RIO DE JANEIRO, BRAZIL – Peru’s government proposed on April 16 to apply chemical castration to rapists after the outrage on April 12 of a three-year-old girl that shocked the country during the beginning of Easter Week.

President Pedro Castillo said that chemical castration “is an option, we cannot wait any longer for” and indicated that the country must adopt “more severe State public policies that safeguard the human rights of the most defenseless who are our children.”

“This government will not tolerate crimes of sexual violence against children, nor will they go unpunished. The pain of this family is also ours,” the president said.

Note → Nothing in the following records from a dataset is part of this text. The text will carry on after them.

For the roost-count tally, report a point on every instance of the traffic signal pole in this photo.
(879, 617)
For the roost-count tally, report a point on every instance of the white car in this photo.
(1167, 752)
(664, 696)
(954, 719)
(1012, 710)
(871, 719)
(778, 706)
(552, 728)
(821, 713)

Peruvian President Pedro Castillo.
Peruvian President Pedro Castillo. (Photo: internet reproduction)

The government indicated that its proposal of chemical castration would be for all rapists of minors, adolescents, and women, “as it is already done in other countries of the world”.

He indicated that the viability of this measure should be included in the Penal Code and that it will need the approval of the Congress for its legality, “as it has already been done in countries such as Russia, the United States (seven states), Poland, South Korea, Indonesia, and Moldova, where it is already applied”.

He recalled that “chemical castration consists of administering drugs that reduce libido and inhibit sexual desire. It is applied as a prevention method against sexual aggression and as a punishment for those who commit crimes of this nature”.

The kidnapping followed by the rape of a three-year-old girl occurred on April 12 in Chiclayo, a coastal city in northern Peru. Police captured the rapist on April 13 and later found the little girl tied up with duct tape in a house where she was being held.

On April 14, hundreds protested in the streets of Lima and Chiclayo, calling for the punishment of the accused, a 48-year-old man. Under a new 2018 law, rapists of children under 14 receive life imprisonment.

In 2021, some 1,700 girls aged between 12 and 17 became mothers, according to the Online Live Birth Certificate Registration System. Seventy-five percent of cases of children under 15 were rapes, and in the case of children under 14, almost 100% were sexual outrages.